Picasso’s top menu provides the main functionalities of the tool. The menu bar is depicted in Fig. 6.3 and shows that the tool is in working mode and awaits a response from the Picasso server. The gray section of the top bar shows some information such as the modularity measure of the current clustering and the name of the current selected class in the dependency graph. The top buttons consist of two main groups. The left, green buttons provide directed refactoring, undirected refactoring and the original clustering of the software system being analyzed. The right, blue buttons provide the options for viewing the graph’s clustering graph, viewing the movement suggestions after refactoring and viewing instability measures for different packages. An example of the instability measure window is shown in Fig. 6.4.

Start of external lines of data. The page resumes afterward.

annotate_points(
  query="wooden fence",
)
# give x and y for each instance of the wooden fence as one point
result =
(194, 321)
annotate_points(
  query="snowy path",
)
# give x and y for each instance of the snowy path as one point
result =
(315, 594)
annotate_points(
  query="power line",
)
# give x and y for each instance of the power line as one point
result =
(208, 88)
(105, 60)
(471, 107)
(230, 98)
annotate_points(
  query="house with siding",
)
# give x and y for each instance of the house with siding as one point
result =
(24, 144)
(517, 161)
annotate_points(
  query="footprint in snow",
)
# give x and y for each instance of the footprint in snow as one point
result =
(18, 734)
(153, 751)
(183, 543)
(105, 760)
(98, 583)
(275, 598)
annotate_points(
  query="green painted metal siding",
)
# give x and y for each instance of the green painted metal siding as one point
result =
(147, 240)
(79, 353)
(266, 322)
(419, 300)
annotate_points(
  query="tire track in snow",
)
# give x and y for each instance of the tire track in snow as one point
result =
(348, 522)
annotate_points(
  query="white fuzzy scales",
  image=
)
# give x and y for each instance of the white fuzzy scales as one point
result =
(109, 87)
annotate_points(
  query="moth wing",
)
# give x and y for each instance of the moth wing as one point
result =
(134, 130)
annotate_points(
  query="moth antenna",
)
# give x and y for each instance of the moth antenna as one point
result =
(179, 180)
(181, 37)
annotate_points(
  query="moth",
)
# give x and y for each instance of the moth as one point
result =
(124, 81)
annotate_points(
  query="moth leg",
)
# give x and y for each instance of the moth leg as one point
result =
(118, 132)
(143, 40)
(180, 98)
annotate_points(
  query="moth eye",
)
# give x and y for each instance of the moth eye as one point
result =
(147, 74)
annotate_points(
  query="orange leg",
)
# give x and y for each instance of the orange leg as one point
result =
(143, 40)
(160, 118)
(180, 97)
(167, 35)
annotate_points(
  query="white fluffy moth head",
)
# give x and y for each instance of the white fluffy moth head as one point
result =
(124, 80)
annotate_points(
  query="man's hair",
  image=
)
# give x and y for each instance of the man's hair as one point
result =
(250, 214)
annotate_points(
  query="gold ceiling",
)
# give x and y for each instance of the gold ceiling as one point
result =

Figure 6.3: Picasso’s top menu bar
Figure 6.4: An example of Picasso’s instabilities window
Figure 6.5: Picasso’s sequence diagram

6.2 Picasso’s 3rd party dependencies

Picasso utilizes many diverse 3rd party libraries. Some of these libraries have been customized and tweaked specially for Picasso. The following list contains some brief information on these libraries.

  • Coffea111https://github.com/sbilinski/coffea java analysis tool. Coffea is an open source static code analyzer for Java byte code that can export package dependency graphs in various graph file formats. Coffea is written in Python and therefore can be integrated well with Picasso.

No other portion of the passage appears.